O desenraizamento, o abandono do contexto social e cultural de pertencimento, a jornada e a chegada a um novo país, muitas vezes enfrentados sem o apoio e apoio emocional dos familiares, podem constituir fatores de estresse ainda mais difíceis de lidar para os adolescentes que confrontados, simultaneamente, com mudanças físicas, cognitivas e socioemocionais, incluindo o desenvolvimento da autonomia e da identidade.

Em decorrência dessas dificuldades, o corpo pode se tornar um verdadeiro 'campo de batalha', um meio de expressar a dor e a angústia vivenciada.

Nesse caso, a dor autoinfligida é uma forma de escapar do sofrimento ou de diluí-lo, numa espécie de 'atordoamento' que possibilita deixar de pensar em outras coisas.

Em outras palavras, a ferida permite um alívio momentâneo, garantindo um período de “pausa” (Valastro, Cerutti e Flotta, 2014).

Migração forçada e automutilação: conclusões

A automutilação como possível resultado da migração forçada é um fenômeno ainda pouco investigado, mas onde explorado revela uma incidência preocupante.

Além disso, na literatura esse comportamento é frequentemente explorado sobrepondo-o ao suicídio.

A justaposição dessas manifestações poderia causar uma distorção em sua compreensão, pois em um caso o desejo é acabar com a própria vida, enquanto no outro a necessidade é continuar existindo e encontrar um sentido perdido (Gargiulo, Tessitore, Le Grottaglie, Margherita, 2020).

Na interpretação desse fenômeno, também é necessário ampliar o olhar, considerando não apenas a dimensão psicopatológica, mas também a antropológica e cultural.

De fato, pode acontecer que o desconforto assuma formas que não são facilmente compreendidas, pois a visão ocidental não sabe entendê-lo, pois não pode contar com formas universais ou culturalmente compartilhadas de manifestá-lo ou lê-lo (De Micco, 2019).

Referências:

De Micco V. (2019), Fuori luogo. Tempo Fuori. L'esperienza dei minori migranti non accompagnati tra sguardo antropologico ed ascolto analitico, Adolescenza e Psicoanalisi, n. 1, Magia ed. Roma.

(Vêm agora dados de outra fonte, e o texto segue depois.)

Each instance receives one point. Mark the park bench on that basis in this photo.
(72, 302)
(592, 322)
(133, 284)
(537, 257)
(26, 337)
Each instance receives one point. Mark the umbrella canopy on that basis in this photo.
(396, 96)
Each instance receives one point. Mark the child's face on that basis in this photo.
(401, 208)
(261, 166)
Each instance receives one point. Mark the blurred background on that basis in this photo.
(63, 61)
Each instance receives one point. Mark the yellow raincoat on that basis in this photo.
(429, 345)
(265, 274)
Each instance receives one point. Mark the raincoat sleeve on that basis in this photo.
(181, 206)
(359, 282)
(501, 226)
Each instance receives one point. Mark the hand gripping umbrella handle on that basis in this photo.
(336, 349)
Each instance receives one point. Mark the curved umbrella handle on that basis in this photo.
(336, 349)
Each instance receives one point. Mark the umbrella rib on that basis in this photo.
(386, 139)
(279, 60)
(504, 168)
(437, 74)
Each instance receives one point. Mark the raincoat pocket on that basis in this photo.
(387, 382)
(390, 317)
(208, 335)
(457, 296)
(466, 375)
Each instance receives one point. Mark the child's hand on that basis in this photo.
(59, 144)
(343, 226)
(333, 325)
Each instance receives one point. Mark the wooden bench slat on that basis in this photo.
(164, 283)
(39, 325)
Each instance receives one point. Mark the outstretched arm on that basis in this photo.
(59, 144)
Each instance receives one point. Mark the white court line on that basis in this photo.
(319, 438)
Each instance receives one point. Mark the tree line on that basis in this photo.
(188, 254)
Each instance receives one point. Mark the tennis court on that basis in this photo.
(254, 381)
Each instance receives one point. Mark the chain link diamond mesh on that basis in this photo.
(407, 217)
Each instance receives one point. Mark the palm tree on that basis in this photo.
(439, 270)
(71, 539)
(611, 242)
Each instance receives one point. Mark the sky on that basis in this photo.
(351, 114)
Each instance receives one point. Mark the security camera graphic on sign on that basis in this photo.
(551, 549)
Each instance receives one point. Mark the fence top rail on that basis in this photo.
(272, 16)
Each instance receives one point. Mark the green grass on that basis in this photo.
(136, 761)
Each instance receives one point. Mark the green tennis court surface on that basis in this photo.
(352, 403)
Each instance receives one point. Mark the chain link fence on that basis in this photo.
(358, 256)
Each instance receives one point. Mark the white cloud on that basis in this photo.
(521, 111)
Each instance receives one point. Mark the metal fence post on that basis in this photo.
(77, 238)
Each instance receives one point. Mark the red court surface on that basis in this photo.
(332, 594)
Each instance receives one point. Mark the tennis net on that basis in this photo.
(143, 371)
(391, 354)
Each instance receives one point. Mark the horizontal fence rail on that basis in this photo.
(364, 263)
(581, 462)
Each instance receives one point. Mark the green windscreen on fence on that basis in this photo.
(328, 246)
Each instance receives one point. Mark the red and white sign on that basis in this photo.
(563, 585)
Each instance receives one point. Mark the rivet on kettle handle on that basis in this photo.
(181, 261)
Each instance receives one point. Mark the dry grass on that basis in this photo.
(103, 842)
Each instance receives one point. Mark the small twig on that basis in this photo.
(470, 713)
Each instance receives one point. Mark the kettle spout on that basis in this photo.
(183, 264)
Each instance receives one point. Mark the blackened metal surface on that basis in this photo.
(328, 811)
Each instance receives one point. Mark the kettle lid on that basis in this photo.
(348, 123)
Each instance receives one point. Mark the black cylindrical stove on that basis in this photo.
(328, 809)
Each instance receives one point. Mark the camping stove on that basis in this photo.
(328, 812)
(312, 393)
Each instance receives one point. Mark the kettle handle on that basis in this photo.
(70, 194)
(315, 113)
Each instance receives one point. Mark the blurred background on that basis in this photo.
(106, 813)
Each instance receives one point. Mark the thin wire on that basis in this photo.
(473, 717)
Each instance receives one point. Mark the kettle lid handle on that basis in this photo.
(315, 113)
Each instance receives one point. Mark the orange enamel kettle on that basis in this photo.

Gargiulo A., Tessitore F., Le Grottaglie F., Margherita G. (2020), Comportamentos automutilantes de requerentes de asilo e refugiados na Europa: Uma revisão sistemática, International Journal of Psychology, 2020, DOI: 10.1002/ijop.12697

Gratz KL (2006), Fatores de risco para automutilação deliberada entre estudantes universitárias: O papel e a interação de maus-tratos na infância, inexpressividade emocional e intensidade/reatividade do afeto, American Journal of Orthopsychiatry, 76, 238-250.

Joiner T. (2005), Por que as pessoas morrem por suicídio, Harvard University Press, Cambridge, Londres.

Risso M., Boeker W. (2000), Sortilegio e delírio. Psicopatologia delle migrazioni in prospettiva transculturale, Lanternani V., De Micco V., Cardamone G. (a cura di), Liguori, Napoli.

Valastro, Cerutti R., Flotta S. (2014), Autolesività non suicidaria (ANS) nei minori stranieri non accompagnati, Infanzia e adolescenza, 13,2, 2014.